Uslu, Erdoğan’ın CHP’nin bürokrasiyle diyalog kurmasından rahatsız olmasına karşın CHP’nin bürokrasiyle diyaloğunu genişletme çabasını ortaya koyduğunu kamuoyu anketlerinin de gösterdiğini dile getirirken, “Türkiye’de hukuka uymak istisnai bir durum haline geldi. Bürokratlara hukuk prensibini hatırlatmak olay oldu. İşte; seçime kadar bu tartışma çok büyüyecek” öngörüsünde bulunuyor.

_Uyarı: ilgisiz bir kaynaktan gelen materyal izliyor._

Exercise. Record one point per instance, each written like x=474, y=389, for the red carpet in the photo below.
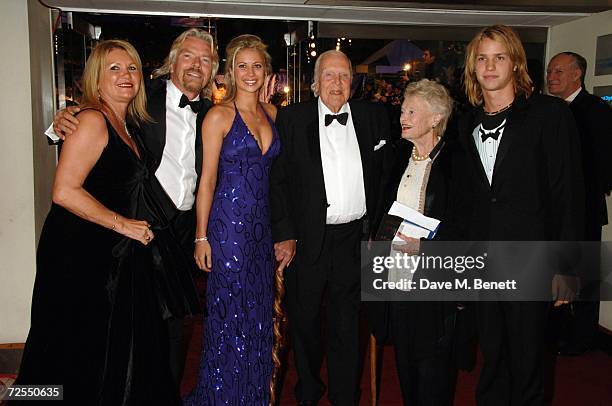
x=585, y=380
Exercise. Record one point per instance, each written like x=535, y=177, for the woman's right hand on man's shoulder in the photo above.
x=65, y=121
x=203, y=255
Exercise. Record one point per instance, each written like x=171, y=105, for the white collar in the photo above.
x=323, y=109
x=572, y=96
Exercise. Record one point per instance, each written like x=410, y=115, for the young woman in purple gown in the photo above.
x=233, y=235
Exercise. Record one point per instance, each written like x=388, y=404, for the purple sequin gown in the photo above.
x=236, y=363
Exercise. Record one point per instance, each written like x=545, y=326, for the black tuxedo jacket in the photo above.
x=298, y=196
x=594, y=121
x=537, y=191
x=154, y=137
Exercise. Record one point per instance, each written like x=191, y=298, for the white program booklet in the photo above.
x=414, y=224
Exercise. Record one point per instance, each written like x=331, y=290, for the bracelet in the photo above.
x=115, y=219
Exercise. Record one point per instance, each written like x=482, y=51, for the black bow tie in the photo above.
x=342, y=118
x=494, y=134
x=196, y=105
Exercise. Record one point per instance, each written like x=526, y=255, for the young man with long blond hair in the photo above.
x=518, y=178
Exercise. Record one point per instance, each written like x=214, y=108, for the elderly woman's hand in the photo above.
x=203, y=255
x=64, y=122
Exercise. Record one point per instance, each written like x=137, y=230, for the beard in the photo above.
x=192, y=84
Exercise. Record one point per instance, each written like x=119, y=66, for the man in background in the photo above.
x=565, y=79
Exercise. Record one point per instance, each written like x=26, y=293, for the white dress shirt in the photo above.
x=342, y=169
x=177, y=172
x=488, y=149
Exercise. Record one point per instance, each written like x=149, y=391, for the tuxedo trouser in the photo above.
x=334, y=278
x=424, y=380
x=582, y=324
x=183, y=225
x=512, y=339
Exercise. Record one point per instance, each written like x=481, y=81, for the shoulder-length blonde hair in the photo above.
x=246, y=41
x=166, y=68
x=510, y=40
x=94, y=71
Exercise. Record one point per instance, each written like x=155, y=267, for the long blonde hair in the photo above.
x=510, y=40
x=246, y=41
x=94, y=71
x=166, y=68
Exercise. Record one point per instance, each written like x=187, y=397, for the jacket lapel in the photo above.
x=365, y=143
x=198, y=145
x=512, y=130
x=311, y=128
x=156, y=131
x=467, y=140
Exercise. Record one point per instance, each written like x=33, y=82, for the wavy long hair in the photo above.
x=94, y=71
x=166, y=68
x=246, y=41
x=510, y=40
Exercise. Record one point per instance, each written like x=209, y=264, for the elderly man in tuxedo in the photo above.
x=565, y=79
x=324, y=185
x=177, y=100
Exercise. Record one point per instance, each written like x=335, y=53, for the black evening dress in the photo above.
x=100, y=299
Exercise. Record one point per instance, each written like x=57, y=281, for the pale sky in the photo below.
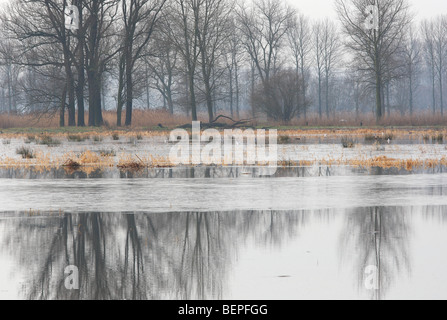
x=316, y=9
x=325, y=8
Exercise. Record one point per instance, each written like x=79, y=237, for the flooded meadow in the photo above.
x=337, y=204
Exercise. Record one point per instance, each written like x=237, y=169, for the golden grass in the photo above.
x=378, y=162
x=140, y=119
x=152, y=118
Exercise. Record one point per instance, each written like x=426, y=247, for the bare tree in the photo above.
x=300, y=41
x=374, y=47
x=140, y=18
x=264, y=28
x=427, y=28
x=412, y=65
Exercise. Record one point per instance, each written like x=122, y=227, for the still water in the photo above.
x=176, y=234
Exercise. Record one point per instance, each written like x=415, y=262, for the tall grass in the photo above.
x=154, y=118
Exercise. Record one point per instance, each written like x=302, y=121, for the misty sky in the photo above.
x=325, y=8
x=322, y=8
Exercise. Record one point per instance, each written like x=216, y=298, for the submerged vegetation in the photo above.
x=26, y=153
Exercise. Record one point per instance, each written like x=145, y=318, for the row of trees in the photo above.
x=212, y=56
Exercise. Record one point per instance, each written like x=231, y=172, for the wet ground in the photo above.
x=226, y=232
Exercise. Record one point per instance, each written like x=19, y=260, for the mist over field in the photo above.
x=223, y=150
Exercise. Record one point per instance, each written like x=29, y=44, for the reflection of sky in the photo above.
x=306, y=262
x=313, y=263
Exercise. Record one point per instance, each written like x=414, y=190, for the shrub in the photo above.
x=347, y=142
x=49, y=141
x=26, y=153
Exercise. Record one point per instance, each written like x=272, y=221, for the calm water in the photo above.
x=209, y=233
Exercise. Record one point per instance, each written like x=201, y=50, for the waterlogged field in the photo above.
x=345, y=214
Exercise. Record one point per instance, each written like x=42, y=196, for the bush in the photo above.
x=347, y=143
x=26, y=153
x=49, y=141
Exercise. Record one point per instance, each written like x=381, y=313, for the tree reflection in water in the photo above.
x=190, y=255
x=140, y=256
x=378, y=237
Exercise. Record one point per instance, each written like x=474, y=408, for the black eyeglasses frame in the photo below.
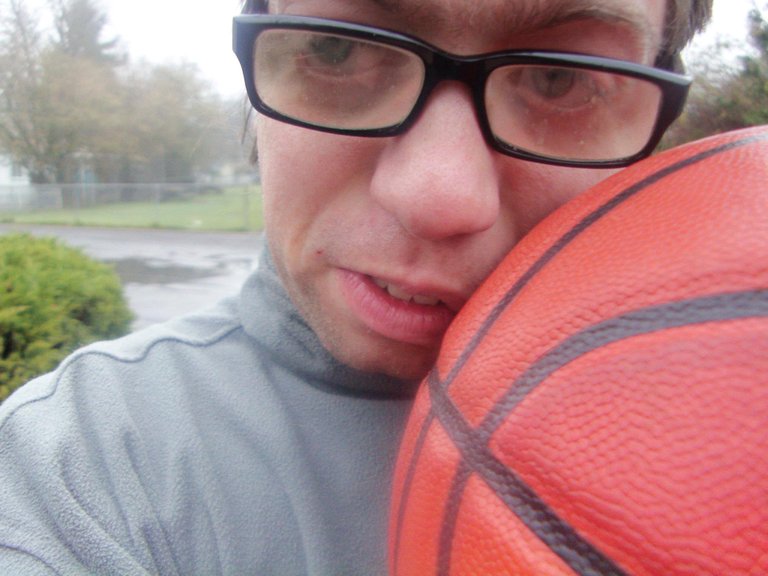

Kılıçdaroğlu hakkında suç duyurusu
Öte yandan Cumhurbaşkanı Erdoğan'ın avukatları, Kılıçdaroğlu'nun bürokratlarla ilgili açıklamasında Erdoğan'a hakaret içeren ifadelerin de yer aldığı gerekçesiyle suç duyurusunda bulundu. Ankara Cumhuriyet Başsavcılığına sunulan suç duyurusu dilekçesinde CHP Genel Başkanı Kemal Kılıçdaroğlu'nun, bürokratlarla ilgili sosyal medya üzerinden paylaştığı videoda, Cumhurbaşkanı Erdoğan'a yönelik hakaret içeren ifadelerin de yer aldığı belirtildi. Kılıçdaroğlu hakkında, 'Cumhurbaşkanına hakaret' suçundan işlem yapılması istendi.